Prof. Perets said that this has important implications for our understanding of gravitational systems, and in particular, cases where many encounters between three stars occur, like in dense clusters of stars. In such regions, many exotic systems form through three-body encounters, leading to the collision of stars and compact objects like black holes and white dwarfs, which have been directly detected only in the last few years. Modeling and predicting the formation of such systems could be improved by the statistical solution.

The random walk model can do more than just treat the stars as point particles. They are not and their internal structure might affect their motion in tides. Tides on Earth are caused by the moon. Some of the tidal energy is dissipated by the Friction between the water and the rest of the planet. The moon's energy must come from its motion around the Earth to cause this heat. The tides draw energy out of the three-body problem.

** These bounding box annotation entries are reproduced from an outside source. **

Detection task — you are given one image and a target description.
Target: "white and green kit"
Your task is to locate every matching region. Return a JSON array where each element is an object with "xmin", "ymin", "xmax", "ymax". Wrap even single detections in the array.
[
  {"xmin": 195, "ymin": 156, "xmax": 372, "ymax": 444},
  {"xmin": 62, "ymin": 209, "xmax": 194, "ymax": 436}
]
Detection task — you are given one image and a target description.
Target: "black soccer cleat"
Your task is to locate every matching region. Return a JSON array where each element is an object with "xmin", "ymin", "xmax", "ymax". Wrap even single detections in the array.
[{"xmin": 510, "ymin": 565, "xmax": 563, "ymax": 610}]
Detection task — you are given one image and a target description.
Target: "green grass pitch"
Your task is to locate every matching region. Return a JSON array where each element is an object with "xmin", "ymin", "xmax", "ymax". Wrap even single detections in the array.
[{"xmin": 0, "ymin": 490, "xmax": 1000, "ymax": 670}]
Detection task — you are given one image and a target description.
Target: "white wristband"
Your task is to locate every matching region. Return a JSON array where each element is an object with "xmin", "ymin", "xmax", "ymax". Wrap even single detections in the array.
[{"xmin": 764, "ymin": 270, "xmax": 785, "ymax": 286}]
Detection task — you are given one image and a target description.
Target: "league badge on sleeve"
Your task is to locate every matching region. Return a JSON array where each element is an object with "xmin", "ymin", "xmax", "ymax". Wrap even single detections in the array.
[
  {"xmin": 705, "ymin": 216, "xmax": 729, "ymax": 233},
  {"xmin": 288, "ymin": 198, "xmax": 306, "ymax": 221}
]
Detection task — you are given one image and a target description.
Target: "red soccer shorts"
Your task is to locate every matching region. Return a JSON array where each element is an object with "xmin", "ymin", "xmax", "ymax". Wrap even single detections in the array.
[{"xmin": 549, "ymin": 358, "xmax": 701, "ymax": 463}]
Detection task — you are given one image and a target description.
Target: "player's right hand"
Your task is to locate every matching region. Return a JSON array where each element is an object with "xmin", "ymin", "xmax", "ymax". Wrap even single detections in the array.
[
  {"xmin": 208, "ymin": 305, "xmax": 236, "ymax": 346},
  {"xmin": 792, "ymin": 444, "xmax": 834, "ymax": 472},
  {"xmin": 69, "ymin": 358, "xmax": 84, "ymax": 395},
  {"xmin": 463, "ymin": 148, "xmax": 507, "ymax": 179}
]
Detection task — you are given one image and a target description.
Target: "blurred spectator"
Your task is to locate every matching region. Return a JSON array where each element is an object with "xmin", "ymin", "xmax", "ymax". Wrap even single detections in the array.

Mr. Ginat said that the random walk model accounts for such phenomena. To compose all the steps, you have to remove the tidal heat from the total energy in each step. We were able to calculate the outcome probabilities in this case as well. Some of the most fundamental questions in physics can be shed light on by a drunkard's walk.

More information is available in the paper "Analytical, Statistical Approximate Solution of Dissipative and Nondissipative Binary-Single Stellar Encounters". There is a book titled "PhysRevX.11.031020."

The Physical Review X is in the journal.

The Drunken solution to the chaotic three-body problem was retrieved on December 28, 2021.